When Warren and Ciara Brough bought the Brooklyn Tavern in January, they thought they were buying into a business that has proven itself for almost 90 years near the border of Lewis and Pacific counties.

Instead, they spent the hunting season looking out the windows wondering when someone would stop in. 

“I was bored as hell,” said Ciara Brough, 29. “We open up early during hunting season, but when you come here at 8 a.m. and no one comes in and you sit here until 4, it’s frustrating.”

While most bars and restaurants look forward to summer as the busy part of the year, the Brooklyn Tavern has always counted on hunting season to fill its coffers. 

In a letter written to several area newspapers, Ciara Brough claimed business is down by more than 75 percent at the historic tavern and that “Big Industry devastated another small business.” 

“Hunting season was always the best time of year. There wasn’t a bar stool open from open to close, and we ended up having to stay open late,” Ciara  Brough said. “This year, it has been pretty much empty with only a few locals stopping in.”

Earlier this year, Weyerhaeuser started limiting and charging for permits to access its five forestlands in Southwest Washington. 

Brooklyn is in the company’s Pe Ell North area. To hunt its 105,530 acres, people had to first buy one of 550 permits at $200 a piece. The permits are required between August and January, but access is free the rest of the year. 

With the increased fees and local elk herds suffering from hoof rot, many hunters turned to public lands or looked to going out of state. Nonetheless, the company sold all of its permits offered in Pe Ell North and South.

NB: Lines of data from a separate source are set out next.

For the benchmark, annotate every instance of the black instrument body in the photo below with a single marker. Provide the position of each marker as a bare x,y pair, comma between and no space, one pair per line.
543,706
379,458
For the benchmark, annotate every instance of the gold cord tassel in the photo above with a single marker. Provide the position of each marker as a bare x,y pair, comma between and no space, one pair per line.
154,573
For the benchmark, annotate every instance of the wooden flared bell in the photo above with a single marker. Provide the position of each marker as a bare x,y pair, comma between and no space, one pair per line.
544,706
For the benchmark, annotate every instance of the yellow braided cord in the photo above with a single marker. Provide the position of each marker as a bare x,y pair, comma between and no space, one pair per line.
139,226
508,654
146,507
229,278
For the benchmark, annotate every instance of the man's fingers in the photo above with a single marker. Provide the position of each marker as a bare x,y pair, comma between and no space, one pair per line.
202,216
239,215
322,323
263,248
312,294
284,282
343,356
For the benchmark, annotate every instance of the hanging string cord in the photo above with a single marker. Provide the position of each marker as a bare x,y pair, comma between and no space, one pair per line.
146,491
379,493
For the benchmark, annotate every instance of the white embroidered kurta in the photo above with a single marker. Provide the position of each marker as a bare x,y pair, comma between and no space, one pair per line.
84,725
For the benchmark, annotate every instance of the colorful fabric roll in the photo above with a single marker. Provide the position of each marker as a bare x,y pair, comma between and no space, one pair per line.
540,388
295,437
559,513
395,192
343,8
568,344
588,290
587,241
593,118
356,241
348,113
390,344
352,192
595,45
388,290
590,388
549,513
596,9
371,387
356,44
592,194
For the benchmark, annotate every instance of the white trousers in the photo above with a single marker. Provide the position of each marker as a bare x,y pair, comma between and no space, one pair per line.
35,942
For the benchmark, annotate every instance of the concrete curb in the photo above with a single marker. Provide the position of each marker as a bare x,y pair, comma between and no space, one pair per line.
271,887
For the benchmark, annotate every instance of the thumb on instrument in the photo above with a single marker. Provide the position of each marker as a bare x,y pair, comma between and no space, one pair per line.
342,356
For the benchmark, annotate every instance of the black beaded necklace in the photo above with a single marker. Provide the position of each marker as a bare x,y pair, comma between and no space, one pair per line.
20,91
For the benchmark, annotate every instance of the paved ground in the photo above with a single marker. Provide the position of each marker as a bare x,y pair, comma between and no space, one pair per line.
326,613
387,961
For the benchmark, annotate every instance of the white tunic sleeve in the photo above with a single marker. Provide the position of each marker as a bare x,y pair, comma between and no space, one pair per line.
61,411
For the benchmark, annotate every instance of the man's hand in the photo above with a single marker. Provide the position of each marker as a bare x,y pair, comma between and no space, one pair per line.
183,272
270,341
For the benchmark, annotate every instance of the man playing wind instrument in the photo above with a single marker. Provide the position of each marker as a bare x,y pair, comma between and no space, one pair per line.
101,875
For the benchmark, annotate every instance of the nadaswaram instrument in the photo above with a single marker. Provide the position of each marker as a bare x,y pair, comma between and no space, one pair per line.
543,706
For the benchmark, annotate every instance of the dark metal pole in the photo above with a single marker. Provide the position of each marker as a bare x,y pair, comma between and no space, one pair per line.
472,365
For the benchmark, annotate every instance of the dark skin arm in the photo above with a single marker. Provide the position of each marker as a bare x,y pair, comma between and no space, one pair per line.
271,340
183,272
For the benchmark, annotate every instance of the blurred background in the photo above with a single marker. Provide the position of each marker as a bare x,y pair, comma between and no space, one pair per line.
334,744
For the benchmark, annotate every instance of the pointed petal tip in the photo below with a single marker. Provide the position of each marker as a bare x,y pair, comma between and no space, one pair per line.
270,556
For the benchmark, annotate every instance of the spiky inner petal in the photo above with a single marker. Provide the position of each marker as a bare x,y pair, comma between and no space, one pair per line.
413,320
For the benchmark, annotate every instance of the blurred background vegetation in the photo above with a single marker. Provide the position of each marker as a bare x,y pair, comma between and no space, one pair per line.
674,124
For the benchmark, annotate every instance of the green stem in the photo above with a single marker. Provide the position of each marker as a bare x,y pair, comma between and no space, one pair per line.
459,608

The Brooklyn Tavern has been open since 1927. Warren Brough, 29, said his family has owned it since he was 6. The family rebuilt it after it burned to the foundation in 1991. They lined the walls with cedar they pulled off an old barn and decorated it with antique logging equipment they bought at auction. He met Ciara there after she was hired to bartend when she was still Ciara Combs. The two  married in 2013, and they bought the bar last January. 

Ciara Brough has tended the Brooklyn Tavern for five years. Warren Brough served two tours in Iraq and was working as a diesel mechanic until this summer when Ciara Brough convinced him to quit and come to the bar full-time. 

“We thought we were going to retire off of this,” Ciara Brough said. 

But less than a year into ownership, the Broughs decided to reduce their hours to four days a week at the start of the year. 



Ciara Brough said there are rumors that another bar 18 miles down the road might be shuttering soon, so maybe more people will visit the Brooklyn. Still, if things don’t improve, they might have to give up the business altogether.

“I’m panicking,” Ciara Brough said. “It’s not providing for us. It can barely pay for itself.”

The Brooklyn Tavern’s allure might be part of its problem. It’s in a remote wooded area off the beaten path. Going there feels like visiting a shrine built in homage to the glory days of logging in Southwest Washington, where visitors pay their respects by nursing a beer and shooting pool. 

 A radiant wood stove keeps the cold at bay and a big yellow lab named Moose roams around and drinks from the clean side of the spit trough. 

The place would probably be always packed if it were anywhere else.

“That’s what everyone always says,” Ciara Brough said with some exasperation. 

But the bar only sells bottles and cans of beer. There’s no hard liquor and no drafts. 

There’s no TV, no WiFi and cellphones are all but useless. 

“That’s one of the highlights of the place,” Warren said. “People get out here and start talking to other people …  that’s the Brooklyn.”

There’s no way to prove Weyerhaeuser’s decisions are the root of the Brooklyn’s problems. But Warren said other nearby businesses have called and complained of similar issues since his wife vented her frustrations in a Facebook post. 

The couple wants to keep the traditions alive, but at this point, things are far from certain. All the Broughs can do is wait and see. 

“We’ll see how the next few months go,” Warren said.